Quand la foudre survient, elle forge, sur son trajet, un plasma. Une soupe de particules chargées, faite de noyaux d’atomes et d’électrons. Ces particules émettent toutes sortes de rayonnement, à commencer par les lumières féeriques que l’on voit de nos fenêtres. «L’énergie des électrons de ce plasma est au départ d’environ 1 électronvolt (l’unité de mesure utilisée pour les particules)» ajoute Sébastien Célestin. «Mais les TGF, le rayonnement gamma qu’ils émettent ensuite quand ils rencontrent de la matière, peuvent atteindre des dizaines de millions d’eV. Les électrons ont donc subi une accélération phénoménale que l’on cherche à comprendre.» Autrement dit, les orages sont de véritables accélérateurs de particules, des synchrotrons.

En 2011, les physiciens ont fait une autre observation surprenante: les orages produisent de l’antimatière. Il s’agit plus précisément du positron, l’antiparticule de l’électron, qui possède la même masse que celui-ci, ainsi que la même charge électrique mais de signe inverse. La rencontre des deux les annihile en émettant une lumière dont l’énergie – 511 keV – correspond très exactement à la masse de la paire de particules, en vertu de la fameuse relation E = mc2 d’Einstein.

Autrement dit, les TGF produisent dans un premier temps des électrons et des positrons – par transformation du rayonnement gamma suivant la réaction inverse de l’annihilation – qui, ensuite, sont annihilés en émettant le rayonnement gamma trahissant leur présence passée.

Réactions nucléaires induites

Si cette lumière à 511 keV est bien observée, elle n’est pas seule, un signe que d’autres mécanismes sont à l’œuvre. Les physiciens ont acquis au fil des ans la conviction qu’il s’agissait de réactions nucléaires induites qui, seules, pourraient expliquer la longue durée de certains signaux ainsi que la présence de neutrons libres dans les orages. Restait à le démontrer, ce qu’a fait le groupe japonais.

«Ce travail est rigoureux et les mesures sont en accord avec les simulations. Ce résultat fera du bruit!» se réjouit Sébastien Célestin. Selon Teruaki Enoto, «il s’agit au départ d’une réaction photo-nucléaire, l’absorption du rayonnement gamma par les noyaux d’azote présents dans l’air». Une réaction qui produit, notamment, des positrons et des neutrons. Ces derniers engendrent une série de réactions en chaîne qui expliquent la longue durée des observations japonaises, et qui créent notamment du carbone 14.

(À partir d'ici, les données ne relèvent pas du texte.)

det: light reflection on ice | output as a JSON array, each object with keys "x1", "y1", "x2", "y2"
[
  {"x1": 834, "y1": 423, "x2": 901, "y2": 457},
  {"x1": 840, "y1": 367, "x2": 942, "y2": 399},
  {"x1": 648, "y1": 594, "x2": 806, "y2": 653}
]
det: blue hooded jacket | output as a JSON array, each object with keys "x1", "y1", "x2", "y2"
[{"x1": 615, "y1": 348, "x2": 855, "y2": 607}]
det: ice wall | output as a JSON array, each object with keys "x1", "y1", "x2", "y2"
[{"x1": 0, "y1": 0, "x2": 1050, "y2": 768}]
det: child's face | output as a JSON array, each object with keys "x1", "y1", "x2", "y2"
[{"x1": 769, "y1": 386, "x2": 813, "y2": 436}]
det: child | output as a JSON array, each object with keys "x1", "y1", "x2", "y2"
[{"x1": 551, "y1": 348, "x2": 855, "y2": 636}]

«Il faudra expliquer l’accélération des électrons qui est la source des TGF. Cela nous dira peut-être pourquoi tous les orages ne créent pas de tels flashs», souligne Sébastien Célestin. De son côté, Teruaki Enoto espère «déterminer la part du carbone 14 atmosphérique liée aux orages. D’après nos premiers calculs, elle serait marginale.»